Exposer à Monaco n’est jamais anodin. Pour NO#AR, peintre venu de Vence, c’était une étape naturelle, presque inévitable, dans un parcours où la matière est devenue souffle et le geste, respiration. « Exposer, c’est toujours difficile pour moi. C’est une manière de se mettre à nu », confie-t-il. Cette mise à nu, il l’a vécue pleinement à l’Espace 22, lors d’une exposition collective organisée par Art Collect®, où ses toiles ont trouvé un écho profond dans le regard du public monégasque.
Avant cette aventure, l’artiste se sentait prêt. Après des années de recherche et de travail solitaire, il venait d’accrocher plus de cinquante œuvres en solo à la Galerie Bleue de Vence. Ce premier face-à-face avec le public l’avait libéré d’une retenue ancienne.

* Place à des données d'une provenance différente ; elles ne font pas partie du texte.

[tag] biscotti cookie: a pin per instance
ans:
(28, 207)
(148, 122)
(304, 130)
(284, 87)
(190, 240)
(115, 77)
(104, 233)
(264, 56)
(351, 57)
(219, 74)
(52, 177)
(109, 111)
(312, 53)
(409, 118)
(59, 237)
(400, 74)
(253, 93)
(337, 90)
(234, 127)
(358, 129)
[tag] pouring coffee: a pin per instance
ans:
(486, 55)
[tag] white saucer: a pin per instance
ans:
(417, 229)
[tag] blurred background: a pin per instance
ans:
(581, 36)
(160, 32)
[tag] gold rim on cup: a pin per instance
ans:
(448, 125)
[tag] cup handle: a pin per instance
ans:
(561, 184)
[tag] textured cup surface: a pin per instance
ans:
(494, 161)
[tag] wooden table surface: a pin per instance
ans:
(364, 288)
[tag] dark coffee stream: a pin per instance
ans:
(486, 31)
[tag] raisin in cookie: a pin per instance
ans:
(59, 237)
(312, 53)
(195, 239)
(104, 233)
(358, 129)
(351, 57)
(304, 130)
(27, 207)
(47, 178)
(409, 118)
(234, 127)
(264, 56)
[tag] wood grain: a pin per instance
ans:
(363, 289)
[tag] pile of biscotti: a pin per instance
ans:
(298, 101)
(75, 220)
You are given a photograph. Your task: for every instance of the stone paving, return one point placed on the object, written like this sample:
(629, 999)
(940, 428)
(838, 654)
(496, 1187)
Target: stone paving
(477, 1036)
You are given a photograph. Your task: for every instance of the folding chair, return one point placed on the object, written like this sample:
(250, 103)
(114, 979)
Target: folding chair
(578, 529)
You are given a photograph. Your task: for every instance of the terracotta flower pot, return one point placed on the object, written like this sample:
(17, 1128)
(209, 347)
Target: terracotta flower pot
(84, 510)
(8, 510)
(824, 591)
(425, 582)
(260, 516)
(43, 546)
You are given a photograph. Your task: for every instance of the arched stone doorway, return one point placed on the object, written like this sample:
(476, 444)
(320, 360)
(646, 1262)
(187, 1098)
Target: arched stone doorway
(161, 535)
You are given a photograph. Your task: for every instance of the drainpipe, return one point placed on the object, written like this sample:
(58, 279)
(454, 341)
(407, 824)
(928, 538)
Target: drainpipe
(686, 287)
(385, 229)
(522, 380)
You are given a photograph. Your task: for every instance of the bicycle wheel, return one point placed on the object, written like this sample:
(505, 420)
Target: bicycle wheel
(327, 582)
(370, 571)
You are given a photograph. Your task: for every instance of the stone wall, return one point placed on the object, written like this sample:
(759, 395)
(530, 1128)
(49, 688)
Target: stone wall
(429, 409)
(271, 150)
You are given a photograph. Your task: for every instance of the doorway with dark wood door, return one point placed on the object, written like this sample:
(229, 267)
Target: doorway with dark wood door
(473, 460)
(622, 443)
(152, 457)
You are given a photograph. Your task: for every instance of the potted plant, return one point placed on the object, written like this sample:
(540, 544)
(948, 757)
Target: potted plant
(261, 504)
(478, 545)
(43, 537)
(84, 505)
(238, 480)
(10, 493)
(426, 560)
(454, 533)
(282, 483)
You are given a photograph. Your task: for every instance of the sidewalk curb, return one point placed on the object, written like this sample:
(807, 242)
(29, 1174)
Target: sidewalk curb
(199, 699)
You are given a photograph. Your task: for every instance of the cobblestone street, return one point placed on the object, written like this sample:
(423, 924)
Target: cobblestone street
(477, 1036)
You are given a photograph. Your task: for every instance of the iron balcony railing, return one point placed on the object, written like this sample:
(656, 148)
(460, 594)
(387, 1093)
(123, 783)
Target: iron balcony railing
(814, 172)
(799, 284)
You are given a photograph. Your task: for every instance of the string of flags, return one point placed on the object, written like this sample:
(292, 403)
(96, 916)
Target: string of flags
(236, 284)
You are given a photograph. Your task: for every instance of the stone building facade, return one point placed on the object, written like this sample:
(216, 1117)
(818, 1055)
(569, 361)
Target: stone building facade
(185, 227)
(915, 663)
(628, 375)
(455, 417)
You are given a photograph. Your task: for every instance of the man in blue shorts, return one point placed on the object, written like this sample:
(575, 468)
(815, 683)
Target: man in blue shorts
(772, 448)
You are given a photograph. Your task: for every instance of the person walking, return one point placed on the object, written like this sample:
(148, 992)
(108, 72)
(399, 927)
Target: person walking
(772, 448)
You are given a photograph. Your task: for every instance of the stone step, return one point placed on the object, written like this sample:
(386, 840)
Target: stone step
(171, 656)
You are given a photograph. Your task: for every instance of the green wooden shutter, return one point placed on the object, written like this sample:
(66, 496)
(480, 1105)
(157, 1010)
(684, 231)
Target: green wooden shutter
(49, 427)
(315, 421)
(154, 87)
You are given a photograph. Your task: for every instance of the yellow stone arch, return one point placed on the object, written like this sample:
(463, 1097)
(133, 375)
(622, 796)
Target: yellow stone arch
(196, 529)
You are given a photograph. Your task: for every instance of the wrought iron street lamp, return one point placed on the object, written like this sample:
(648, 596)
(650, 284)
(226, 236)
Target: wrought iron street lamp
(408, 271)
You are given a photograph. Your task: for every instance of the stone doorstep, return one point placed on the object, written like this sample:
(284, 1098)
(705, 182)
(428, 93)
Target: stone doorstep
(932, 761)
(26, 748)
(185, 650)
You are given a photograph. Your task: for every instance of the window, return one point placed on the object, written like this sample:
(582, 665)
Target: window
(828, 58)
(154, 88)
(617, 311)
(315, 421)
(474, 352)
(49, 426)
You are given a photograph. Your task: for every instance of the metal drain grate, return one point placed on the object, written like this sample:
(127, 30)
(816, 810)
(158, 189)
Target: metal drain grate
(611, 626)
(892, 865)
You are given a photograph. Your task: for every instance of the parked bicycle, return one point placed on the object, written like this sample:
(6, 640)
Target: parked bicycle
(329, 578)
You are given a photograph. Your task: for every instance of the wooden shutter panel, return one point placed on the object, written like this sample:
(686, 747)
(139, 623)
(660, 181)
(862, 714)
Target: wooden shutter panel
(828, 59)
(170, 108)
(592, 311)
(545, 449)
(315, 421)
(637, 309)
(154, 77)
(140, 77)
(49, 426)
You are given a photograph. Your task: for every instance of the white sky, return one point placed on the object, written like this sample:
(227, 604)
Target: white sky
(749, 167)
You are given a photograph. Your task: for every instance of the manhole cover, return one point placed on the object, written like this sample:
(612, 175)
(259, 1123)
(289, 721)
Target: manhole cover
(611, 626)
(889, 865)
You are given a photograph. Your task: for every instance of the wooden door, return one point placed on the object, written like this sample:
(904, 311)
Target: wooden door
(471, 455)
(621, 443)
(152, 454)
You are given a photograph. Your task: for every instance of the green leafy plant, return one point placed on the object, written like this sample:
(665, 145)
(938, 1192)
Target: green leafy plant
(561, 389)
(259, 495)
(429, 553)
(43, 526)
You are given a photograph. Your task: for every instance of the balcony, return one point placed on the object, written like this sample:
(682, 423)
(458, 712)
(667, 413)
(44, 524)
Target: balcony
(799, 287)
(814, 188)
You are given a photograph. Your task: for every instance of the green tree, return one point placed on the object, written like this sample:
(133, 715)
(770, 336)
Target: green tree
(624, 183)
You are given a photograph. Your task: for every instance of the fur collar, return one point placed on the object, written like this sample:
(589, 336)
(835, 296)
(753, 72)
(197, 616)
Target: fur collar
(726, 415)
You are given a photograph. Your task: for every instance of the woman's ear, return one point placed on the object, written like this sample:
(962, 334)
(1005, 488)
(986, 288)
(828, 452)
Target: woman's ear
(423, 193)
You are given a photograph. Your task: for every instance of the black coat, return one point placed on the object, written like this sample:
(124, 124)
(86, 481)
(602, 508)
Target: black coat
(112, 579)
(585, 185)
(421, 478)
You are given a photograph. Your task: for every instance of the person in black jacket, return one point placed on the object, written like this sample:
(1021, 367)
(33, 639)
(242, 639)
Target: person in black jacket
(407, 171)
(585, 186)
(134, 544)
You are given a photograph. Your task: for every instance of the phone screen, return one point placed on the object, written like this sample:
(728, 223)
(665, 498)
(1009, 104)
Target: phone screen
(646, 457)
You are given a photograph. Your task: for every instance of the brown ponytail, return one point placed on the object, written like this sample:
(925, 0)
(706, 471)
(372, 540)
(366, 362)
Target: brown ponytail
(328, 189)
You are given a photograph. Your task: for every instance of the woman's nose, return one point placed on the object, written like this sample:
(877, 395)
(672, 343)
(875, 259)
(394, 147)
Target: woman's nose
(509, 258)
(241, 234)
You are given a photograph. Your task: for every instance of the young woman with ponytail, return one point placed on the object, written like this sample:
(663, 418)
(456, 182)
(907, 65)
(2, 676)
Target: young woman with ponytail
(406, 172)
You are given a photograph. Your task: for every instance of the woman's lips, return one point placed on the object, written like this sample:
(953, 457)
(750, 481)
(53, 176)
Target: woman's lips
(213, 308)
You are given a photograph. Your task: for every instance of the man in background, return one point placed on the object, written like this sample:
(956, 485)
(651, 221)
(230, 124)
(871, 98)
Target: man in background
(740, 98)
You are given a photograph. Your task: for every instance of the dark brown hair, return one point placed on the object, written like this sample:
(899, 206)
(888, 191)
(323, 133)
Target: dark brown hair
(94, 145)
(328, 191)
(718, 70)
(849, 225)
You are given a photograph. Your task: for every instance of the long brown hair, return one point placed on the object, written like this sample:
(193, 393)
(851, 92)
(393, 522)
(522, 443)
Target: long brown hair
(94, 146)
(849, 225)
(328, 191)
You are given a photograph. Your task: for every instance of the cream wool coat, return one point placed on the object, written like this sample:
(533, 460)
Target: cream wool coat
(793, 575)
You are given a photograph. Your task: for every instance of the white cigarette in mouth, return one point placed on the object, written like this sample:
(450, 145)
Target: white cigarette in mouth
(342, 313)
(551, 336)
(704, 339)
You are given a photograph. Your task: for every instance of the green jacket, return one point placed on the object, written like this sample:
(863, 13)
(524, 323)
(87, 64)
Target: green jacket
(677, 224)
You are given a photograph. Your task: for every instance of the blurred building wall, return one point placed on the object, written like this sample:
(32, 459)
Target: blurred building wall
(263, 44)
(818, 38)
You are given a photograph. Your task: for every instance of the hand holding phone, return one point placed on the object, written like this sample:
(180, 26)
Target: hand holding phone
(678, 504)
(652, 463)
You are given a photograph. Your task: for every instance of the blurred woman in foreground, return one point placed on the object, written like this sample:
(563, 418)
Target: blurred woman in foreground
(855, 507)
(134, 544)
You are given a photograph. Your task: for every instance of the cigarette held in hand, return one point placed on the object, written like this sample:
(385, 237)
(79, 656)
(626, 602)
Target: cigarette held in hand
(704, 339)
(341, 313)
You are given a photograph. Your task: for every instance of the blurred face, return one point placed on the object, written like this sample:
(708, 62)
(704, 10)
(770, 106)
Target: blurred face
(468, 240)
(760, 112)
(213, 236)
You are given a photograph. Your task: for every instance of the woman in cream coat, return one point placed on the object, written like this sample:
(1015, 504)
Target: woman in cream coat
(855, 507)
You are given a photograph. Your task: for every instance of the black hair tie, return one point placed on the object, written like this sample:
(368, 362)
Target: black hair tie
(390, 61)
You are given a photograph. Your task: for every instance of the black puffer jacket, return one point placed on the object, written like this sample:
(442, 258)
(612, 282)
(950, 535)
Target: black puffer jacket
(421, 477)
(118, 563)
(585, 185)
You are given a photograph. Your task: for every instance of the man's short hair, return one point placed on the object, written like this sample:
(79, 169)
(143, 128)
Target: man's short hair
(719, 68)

À Monaco, il s’agissait non plus de présenter, mais de confronter : confronter la couleur à la lumière, la matière à l’espace, la peinture à la vie.
NO#AR vient d’un univers de rigueur. Ses premières œuvres, à l’aquarelle, représentaient fidèlement son environnement. Ce réalisme appliqué a longtemps nourri sa technique, mais il en a aussi limité le souffle. « Représenter la réalité purement figurative m’a frustré », reconnaît-il. Alors, il a rompu. Lentement. Par couches. Par gestes successifs. L’instinct a pris le pas sur la précision. L’imaginaire sur la description. Et de cette rupture est née une liberté nouvelle, un phrasé pictural personnel où les traits se répondent, se contredisent, se fondent.
Aujourd’hui, la peinture de NO#AR semble orchestrée comme une partition. Chaque ligne répond à une autre, chaque espace respire, chaque silence de matière dit quelque chose. Son geste, vif et organique, s’inscrit dans la filiation des grands explorateurs de la transformation : Chagall, Dubuffet, Alechinsky. Comme eux, il ne copie pas le monde, il le réinvente. Sa peinture n’explique rien, elle cherche.
L’œuvre qu’il présentait récemment, dense, presque tellurique, en témoigne. Une toile où l’ocre, le brun, le noir et la matière brute se mêlent dans un chaos maîtrisé. L’œil y suit des lignes brisées, des silhouettes esquissées, des fragments de figures humaines surgissant d’un maelström de texture. C’est une peinture de tension et de circulation, où le dessin semble naître d’un tumulte intérieur. Les traits noirs, nerveux, griffés, rappellent parfois les écritures pariétales ou les carnets de Dubuffet ; la couleur, elle, pulse comme une braise sous la cendre. On y devine à la fois la rigueur de l’ancien dessinateur et la liberté du peintre qu’il est devenu.
NO#AR parle souvent de rythme, de souffle, de musicalité. Son geste s’écoute autant qu’il se regarde. Il ne cherche pas la beauté immédiate, mais la cohérence intérieure. Certaines œuvres, plus colorées, captivent le public par leur vitalité, d’autres, plus sombres, intriguent et retiennent. Il le sait : « Mon travail suscite des réactions contradictoires. Les petits formats colorés séduisent ; les grands formats plus rugueux interpellent. » Cette dualité est le cœur même de son œuvre : une oscillation constante entre l’ombre et la lumière, entre la douceur et la rugosité.
L’exposition de Monaco a marqué un tournant. Elle lui a apporté plus qu’une visibilité : une résonance. NO#AR y a retrouvé ce qu’il cherchait — non la reconnaissance, mais la rencontre. Deux passionnées d’art, se souvient-il, ont pris le temps de s’immerger dans sa peinture, d’en comprendre la logique intime. Ces échanges, profonds et sincères, l’ont confirmé dans sa voie.
Depuis, l’artiste poursuit son exploration. Il parle d’une œuvre « en gestation permanente », d’une peinture qui se renouvelle à mesure qu’il la confronte à la vie. Si la couleur reste présente, le noir et blanc s’imposent de plus en plus comme une respiration, une épure. Il travaille aujourd’hui sur un projet ambitieux : une composition de dessins multiples, petits formats, accrochés en désordre maîtrisé, formant à la fois une œuvre globale et une constellation de fragments autonomes.
NO#AR avance à rebours des modes, dans la fidélité à une exigence personnelle. Peindre, pour lui, reste un acte vital, un combat. Il le résume d’une phrase sans détour : « Peindre, c’est une passion… et une malédiction. » Et c’est peut-être cette tension, entre ferveur et lucidité, qui fait la force de son œuvre : une peinture habitée, sensible, profondément humaine, où la matière devient souffle et le geste, mémoire.